For more information, read Bankrate’s guide on how to choose your next credit card.

2. Buying a home or car soon? Don’t apply for a card

After you’ve done your research and decided which card you want, hold off on applying if you plan to make a big purchase, like a home or car, within 12 months. If you’re selective with applications, you can get what you want and minimise potential damage to your credit score.

When you ask for a new account or an increase to your credit limit, the issuer does a hard search into your credit history – and that can lower your credit score.

But if you have good credit, a lengthy credit history and a number of accounts, a hard search should shave only a few points off your score, says Ethan Dornhelm, vice president for score and analytics at Fair Isaac Corp., developer of the FICO credit score.

If you have a low credit score, read our guide on how to improve your credit score.
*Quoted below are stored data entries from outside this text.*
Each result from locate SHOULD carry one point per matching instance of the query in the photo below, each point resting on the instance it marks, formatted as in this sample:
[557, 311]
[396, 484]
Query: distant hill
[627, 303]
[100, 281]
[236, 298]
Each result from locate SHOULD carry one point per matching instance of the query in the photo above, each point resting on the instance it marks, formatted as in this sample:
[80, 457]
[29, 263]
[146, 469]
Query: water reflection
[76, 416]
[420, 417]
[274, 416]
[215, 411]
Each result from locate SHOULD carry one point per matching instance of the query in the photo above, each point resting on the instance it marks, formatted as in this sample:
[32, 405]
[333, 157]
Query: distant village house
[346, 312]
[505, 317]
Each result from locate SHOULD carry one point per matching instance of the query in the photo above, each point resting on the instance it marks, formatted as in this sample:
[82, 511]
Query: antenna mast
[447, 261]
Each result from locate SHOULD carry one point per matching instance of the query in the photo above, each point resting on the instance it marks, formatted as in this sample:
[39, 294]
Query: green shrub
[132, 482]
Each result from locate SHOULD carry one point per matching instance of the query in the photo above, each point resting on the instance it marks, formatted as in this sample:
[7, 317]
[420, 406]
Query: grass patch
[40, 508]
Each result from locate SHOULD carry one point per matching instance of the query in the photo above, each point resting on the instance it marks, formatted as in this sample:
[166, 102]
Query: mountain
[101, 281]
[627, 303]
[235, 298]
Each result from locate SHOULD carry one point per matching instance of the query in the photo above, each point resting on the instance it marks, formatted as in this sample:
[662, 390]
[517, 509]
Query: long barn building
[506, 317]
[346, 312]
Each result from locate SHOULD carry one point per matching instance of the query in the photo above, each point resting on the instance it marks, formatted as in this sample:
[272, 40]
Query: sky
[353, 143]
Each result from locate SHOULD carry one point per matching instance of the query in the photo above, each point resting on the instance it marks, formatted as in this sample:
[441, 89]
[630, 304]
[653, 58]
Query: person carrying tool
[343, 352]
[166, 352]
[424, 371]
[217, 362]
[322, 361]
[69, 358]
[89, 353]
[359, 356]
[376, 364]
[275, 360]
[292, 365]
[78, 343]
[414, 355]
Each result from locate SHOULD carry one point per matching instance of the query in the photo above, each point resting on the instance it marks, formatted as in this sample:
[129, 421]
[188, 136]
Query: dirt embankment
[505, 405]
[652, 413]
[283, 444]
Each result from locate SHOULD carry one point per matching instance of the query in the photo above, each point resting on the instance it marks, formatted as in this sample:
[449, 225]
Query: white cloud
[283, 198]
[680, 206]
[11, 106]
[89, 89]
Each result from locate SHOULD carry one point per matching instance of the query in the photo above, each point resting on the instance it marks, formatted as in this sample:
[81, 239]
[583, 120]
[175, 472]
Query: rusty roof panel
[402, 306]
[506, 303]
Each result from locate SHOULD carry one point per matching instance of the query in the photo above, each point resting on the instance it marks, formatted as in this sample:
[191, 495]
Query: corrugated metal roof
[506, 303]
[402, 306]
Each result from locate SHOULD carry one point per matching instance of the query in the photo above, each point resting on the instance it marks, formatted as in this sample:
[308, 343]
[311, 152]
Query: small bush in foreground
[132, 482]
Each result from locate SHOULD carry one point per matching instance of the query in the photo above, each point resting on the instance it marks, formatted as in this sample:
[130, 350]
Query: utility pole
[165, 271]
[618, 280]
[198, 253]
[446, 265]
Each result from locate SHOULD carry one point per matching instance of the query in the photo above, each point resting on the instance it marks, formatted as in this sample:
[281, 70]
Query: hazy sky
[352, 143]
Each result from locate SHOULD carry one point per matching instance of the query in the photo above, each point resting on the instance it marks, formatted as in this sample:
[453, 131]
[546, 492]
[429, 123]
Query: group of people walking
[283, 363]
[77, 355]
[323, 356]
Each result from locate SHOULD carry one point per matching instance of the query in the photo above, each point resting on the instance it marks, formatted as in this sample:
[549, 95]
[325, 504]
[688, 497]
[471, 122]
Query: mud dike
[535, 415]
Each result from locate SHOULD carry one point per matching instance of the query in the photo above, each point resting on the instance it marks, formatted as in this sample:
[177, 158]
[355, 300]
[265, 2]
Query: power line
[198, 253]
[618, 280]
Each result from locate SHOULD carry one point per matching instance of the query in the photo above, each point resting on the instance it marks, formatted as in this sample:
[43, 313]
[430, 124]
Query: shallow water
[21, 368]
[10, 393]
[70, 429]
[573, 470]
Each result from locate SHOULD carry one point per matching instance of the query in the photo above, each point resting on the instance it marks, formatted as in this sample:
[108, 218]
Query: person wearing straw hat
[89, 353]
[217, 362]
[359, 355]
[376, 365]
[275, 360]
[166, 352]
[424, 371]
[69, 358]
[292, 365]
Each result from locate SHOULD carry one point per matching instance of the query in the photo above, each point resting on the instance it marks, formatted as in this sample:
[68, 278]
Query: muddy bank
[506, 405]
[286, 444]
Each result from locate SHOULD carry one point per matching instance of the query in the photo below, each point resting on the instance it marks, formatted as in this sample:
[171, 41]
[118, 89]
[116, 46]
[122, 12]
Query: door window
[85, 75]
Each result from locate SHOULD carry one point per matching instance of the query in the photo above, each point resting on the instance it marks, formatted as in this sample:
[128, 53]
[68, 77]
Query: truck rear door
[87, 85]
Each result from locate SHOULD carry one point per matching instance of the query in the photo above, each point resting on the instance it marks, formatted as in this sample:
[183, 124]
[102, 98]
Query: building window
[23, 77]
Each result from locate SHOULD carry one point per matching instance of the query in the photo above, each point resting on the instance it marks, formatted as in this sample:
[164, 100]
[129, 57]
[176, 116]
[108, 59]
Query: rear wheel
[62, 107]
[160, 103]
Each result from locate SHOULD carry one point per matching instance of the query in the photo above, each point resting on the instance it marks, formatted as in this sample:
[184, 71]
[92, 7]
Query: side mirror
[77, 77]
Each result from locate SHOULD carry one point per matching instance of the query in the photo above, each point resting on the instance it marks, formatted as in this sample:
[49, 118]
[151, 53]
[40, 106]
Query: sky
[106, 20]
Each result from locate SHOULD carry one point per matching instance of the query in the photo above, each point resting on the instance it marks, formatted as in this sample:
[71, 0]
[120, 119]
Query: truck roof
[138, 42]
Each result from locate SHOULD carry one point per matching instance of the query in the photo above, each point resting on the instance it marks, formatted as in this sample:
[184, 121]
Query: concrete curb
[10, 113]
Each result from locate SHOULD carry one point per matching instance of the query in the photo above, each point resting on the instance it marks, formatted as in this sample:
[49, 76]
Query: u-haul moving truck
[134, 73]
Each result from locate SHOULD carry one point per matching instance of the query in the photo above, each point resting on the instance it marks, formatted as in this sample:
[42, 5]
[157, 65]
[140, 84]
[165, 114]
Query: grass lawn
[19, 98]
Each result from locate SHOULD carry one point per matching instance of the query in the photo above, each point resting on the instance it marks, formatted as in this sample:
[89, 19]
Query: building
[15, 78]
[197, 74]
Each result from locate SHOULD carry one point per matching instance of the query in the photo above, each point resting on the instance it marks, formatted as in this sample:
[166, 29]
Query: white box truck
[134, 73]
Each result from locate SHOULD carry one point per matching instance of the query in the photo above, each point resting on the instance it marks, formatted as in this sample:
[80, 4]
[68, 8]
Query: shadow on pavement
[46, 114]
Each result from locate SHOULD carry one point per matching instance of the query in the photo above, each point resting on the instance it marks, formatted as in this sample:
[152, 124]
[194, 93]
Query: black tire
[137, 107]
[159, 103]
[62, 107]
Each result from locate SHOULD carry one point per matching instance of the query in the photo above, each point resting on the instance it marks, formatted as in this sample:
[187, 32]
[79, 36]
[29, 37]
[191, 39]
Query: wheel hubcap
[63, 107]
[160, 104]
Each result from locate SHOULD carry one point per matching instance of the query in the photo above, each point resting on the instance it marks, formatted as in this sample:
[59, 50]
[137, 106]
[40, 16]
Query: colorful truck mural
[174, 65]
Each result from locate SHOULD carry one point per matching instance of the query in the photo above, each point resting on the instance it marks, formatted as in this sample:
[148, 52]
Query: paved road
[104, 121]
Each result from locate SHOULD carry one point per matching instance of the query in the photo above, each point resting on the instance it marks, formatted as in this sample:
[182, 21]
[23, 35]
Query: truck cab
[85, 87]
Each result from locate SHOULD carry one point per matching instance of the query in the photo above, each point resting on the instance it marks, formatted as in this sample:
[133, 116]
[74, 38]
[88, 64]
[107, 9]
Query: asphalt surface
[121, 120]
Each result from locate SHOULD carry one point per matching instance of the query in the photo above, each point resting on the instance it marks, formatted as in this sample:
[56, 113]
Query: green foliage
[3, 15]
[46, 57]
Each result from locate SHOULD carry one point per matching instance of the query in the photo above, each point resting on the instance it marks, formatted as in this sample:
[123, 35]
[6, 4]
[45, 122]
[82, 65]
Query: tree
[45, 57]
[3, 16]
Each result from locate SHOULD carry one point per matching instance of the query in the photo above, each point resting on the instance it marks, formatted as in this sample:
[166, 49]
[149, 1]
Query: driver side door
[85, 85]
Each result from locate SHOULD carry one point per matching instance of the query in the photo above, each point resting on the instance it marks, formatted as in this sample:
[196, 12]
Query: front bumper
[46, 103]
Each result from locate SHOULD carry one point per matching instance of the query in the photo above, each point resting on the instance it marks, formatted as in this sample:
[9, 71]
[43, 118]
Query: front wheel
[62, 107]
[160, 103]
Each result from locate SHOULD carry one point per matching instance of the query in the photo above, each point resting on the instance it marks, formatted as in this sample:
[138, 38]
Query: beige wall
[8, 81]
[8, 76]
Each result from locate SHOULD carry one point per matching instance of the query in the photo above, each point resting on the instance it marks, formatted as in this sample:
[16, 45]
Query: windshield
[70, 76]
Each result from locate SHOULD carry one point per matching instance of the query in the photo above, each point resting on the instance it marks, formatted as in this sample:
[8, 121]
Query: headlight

3. The card issuer might turn you down

Be prepared: Your issuer might not agree to give you another card.

“If you have a £10,000 credit limit with one company, they may not want to give you another (card) with a large credit limit,” Sherry says.

You could run into the same problem with a different card issuer if you have a lot of credit available already. “Take stock of what you have, because that is going to affect what they give you,” Sherry says.

You may want to close some of the card accounts you’re not using, she says. “Because available credit is really what scares them.”

But don’t close out your oldest accounts, Sherry says, because that credit history helps your score.

Dornhelm says to look at your available credit versus how much you’re using every month. This is your credit utilisation ratio. For example, if you have £10,000 credit available across all of your credit cards and overdrafts, but you only use around £2,000 of that, you have a credit utilisation ratio of 20%. Lenders want to see a low percentage, so if closing accounts pushes your credit utilisation ratio above 30%, that could hurt your chances of getting a new credit card.

4. That 0% introductory rate is temporary

A super-low interest rate that comes with a new card, such as 0% on balance transfers or purchases, is called a teaser rate. Depending on the card and your credit score, that introductory rate might last for just a few months or as long as three years. After the teaser rate ends, the card’s interest rate will revert to the card’s standard APR, which is usually between 20% and 35%.

Be careful with teaser rate cards: if you fail to make the minimum monthly repayment, or go over your credit limit, the card issuer can immediately cancel your low-interest deal and put you onto the card’s standard APR. If you’ve just transferred a few thousand pounds, you’ll be on the line for some very large interest repayments.

If you want a balance transfer card, do the maths before you apply. Breyault says to ask these questions:

  • How much will you pay in fees? Usually, the longer the teaser rate duration, the higher the fee.
  • What’s the balance transfer APR, and how long will it last?
  • How much would you pay each month to clear the balance before the teaser rate expires, and what’s the total in fees and interest?
  • If you can’t pay off the balance during the teaser-rate period, what will the ongoing APR be?
  • How much could you afford to pay monthly, and how long would it take to pay off the balance?
  • What would be your total payout, including fees and interest?

When you answer those questions, you’ll know the true cost of a balance transfer card and can comparison shop, Breyault says.

5. Be smart about miles and rewards

Need an airmiles card?

Miles are almost a form of currency, and the issuer or the airline decides what a mile is worth, Breyault says. “And those terms can change very quickly.”

If you’re trading a rewards card (or a card that gives any non-cash reward) for another card that better suits your life, Breyault says to ask these questions: If you close out a rewards card, what happens to the miles or points you’ve accrued? Do you lose them? Will they be accessible for a certain amount of time, and does the expiration date suit you? Or, can you get them transferred to another card?

“Those miles are really money in the bank for you, so the big question is, what happens to them?” Breyault says. “Do you have to cash them out after a particular time?”